Ray se tranquiliza novamente e, com ânimo, pede para seu mestre:

— Mas me ensine mais, eu sei pouco…

— Depois… Vamos comer primeiro, já saímos do segundo porto e já estamos a caminho do nosso destino.

— Mas já?

— “Já” não, ainda… Não gostei de pegar um barco com urgência, nem tem espaço para dormir direito.

— Mas sempre foi assim.

— Em grandes embarcações não, temos quartos iguais aos do castelo.

Ray entorta a boca com um ar importuno e faz uma chacota de seu mestre.

— É! Com corrimão em toda parte e comida já mastigada.

Maxmilliam entorta a boca e dá um cascudo na cabeça de Ray, respondendo à afronta.

— Não sou um velho inválido, garoto!

Ray passa a mão na cabeça e abre a porta, saindo do quarto com um sorriso sacana.

— É tão velho, que viu a roda do “Zodíaco” nascer.

Maxmilliam pega seu cajado e aponta para Ray, que, surpreso, fecha a porta e, rindo, dirige-se para o refeitório embaixo da cabine do capitão.

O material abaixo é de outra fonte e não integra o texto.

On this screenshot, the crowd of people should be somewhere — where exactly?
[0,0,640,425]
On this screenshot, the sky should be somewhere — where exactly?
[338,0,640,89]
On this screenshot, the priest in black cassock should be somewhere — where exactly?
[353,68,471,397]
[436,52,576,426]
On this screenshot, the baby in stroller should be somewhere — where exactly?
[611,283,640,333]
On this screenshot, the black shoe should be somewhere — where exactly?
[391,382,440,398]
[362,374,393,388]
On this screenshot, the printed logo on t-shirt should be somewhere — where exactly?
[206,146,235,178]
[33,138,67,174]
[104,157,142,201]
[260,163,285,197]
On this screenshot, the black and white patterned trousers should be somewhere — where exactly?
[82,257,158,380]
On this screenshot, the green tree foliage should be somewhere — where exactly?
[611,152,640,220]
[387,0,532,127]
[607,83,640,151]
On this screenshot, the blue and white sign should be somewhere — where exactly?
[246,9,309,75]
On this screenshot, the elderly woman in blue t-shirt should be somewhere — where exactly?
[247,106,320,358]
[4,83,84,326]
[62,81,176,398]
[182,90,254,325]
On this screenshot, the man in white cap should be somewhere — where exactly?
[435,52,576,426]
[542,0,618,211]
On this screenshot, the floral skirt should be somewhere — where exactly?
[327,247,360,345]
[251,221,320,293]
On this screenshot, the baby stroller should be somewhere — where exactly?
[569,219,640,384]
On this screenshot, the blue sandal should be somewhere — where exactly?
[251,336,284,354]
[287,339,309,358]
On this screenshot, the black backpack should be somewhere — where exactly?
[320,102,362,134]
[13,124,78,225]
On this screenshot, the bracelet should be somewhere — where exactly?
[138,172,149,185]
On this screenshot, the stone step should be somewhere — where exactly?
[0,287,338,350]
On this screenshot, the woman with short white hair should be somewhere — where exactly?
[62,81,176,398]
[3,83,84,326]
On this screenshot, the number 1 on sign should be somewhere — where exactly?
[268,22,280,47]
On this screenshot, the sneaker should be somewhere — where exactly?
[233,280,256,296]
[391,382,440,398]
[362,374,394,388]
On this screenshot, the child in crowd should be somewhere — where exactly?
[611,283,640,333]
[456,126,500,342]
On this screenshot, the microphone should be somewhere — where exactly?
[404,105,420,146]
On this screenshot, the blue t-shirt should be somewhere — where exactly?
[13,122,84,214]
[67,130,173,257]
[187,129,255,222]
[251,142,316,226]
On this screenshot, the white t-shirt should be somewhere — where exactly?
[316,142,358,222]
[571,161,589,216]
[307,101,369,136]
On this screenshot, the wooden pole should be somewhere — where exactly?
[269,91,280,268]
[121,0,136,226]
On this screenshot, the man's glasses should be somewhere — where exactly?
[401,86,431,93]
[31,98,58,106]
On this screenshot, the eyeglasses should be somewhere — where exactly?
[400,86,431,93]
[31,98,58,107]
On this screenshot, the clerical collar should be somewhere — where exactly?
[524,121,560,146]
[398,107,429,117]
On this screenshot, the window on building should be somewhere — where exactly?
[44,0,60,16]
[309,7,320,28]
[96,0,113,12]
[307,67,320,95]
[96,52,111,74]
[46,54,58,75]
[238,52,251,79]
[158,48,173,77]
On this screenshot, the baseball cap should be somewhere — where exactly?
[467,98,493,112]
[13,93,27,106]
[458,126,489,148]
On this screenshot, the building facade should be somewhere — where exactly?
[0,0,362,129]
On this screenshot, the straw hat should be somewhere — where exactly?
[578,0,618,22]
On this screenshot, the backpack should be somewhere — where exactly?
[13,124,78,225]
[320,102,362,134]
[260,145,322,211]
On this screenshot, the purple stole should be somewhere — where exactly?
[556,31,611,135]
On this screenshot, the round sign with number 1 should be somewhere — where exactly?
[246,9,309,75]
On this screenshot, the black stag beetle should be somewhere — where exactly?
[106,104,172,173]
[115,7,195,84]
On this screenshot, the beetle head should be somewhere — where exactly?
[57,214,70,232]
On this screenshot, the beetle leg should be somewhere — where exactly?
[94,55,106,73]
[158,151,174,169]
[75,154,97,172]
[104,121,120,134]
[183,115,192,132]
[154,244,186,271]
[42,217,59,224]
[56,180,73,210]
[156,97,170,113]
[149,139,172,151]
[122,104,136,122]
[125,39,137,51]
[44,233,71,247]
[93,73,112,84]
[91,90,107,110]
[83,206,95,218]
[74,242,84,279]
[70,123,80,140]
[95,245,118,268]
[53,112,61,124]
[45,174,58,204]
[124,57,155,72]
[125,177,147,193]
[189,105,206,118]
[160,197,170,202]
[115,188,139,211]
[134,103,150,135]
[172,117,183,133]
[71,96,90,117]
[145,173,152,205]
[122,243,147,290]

Lá há uma mesa com comida e bebidas e outras para os passageiros se acomodarem e desfrutar do banquete.

Ray avista pela janela que há outro banquete no convés com mais pessoas e música, mas prefere ficar onde está, pois estava mais vazio e com mesas disponíveis para se acomodar. Ele se anima ao perceber que não está sendo vítima de uma ilusão e resolve comer. Pega carnes, legumes, uma bebida feita de frutas e senta a uma mesa com duas cadeiras.

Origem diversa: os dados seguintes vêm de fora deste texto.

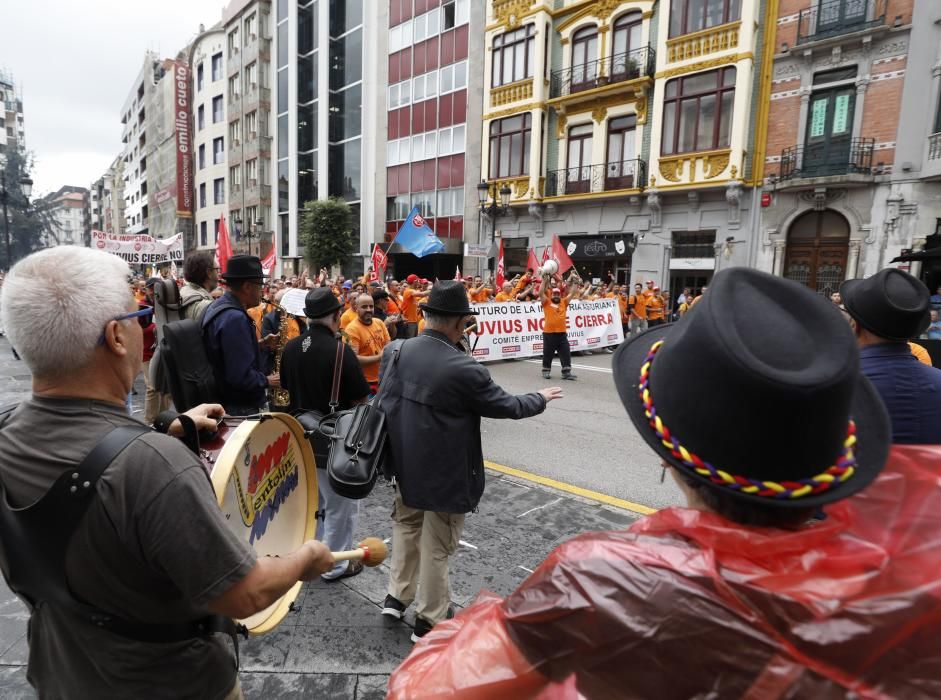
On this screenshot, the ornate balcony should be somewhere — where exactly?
[779,139,875,181]
[549,46,656,99]
[546,158,647,197]
[797,0,888,44]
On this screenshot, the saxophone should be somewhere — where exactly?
[262,299,291,408]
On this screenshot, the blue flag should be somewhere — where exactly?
[395,207,444,258]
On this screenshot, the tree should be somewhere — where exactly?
[300,197,356,270]
[0,148,60,270]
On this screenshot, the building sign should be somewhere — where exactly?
[562,234,633,260]
[173,61,193,218]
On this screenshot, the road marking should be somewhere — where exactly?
[525,360,611,374]
[484,460,657,515]
[516,496,562,519]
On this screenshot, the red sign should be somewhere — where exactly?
[173,61,193,218]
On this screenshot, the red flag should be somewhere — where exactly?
[216,214,232,272]
[526,248,539,275]
[552,236,573,275]
[497,238,506,290]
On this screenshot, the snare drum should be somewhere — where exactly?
[201,413,318,634]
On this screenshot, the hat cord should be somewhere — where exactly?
[638,340,856,499]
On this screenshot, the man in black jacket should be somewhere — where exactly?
[380,281,562,641]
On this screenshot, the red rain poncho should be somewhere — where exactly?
[389,446,941,700]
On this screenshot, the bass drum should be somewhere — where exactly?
[201,413,318,634]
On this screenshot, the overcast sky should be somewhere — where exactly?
[0,0,226,195]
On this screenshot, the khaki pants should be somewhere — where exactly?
[141,360,170,425]
[389,489,464,624]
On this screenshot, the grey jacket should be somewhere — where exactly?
[379,330,546,513]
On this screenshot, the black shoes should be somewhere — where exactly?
[382,595,408,620]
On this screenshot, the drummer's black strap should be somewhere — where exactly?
[0,414,244,668]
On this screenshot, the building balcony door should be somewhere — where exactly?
[784,209,850,296]
[801,85,856,177]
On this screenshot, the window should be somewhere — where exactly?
[438,61,467,95]
[491,24,536,87]
[670,0,741,37]
[661,68,735,155]
[490,112,533,180]
[441,0,470,32]
[571,27,598,92]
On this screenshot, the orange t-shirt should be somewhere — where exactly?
[471,287,490,304]
[402,289,418,323]
[542,297,569,333]
[346,318,391,383]
[340,308,357,331]
[627,294,647,319]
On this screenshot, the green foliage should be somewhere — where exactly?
[0,149,60,270]
[299,197,356,270]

Em seguida, Maxmilliam entra, cumprimenta alguns passageiros comuns com aparência de aldeões e se serve com salada, legumes, alguns pães com carne e vinho. Então se acomoda na mesa de Ray, que o questiona:

— Eu li sobre um “General de Mil Homens”.

Maxmilliam para de comer, encosta as costas na cadeira e, com olhar pensativo, diz:

— Já ouvi falar… Lembro… Um Tauru.

Ray se alegra em saber que os dados e relatos que estava lendo pouco a pouco se confirmam verídicos e questiona novamente seu mestre.

— Isso. O senhor o conheceu?

— De vista, mas onde você ouviu falar dele?

— Li no diário.

— Mas que diário é esse?

— Ele conta sobre classes, raças e alguns acontecimentos da Guerra D.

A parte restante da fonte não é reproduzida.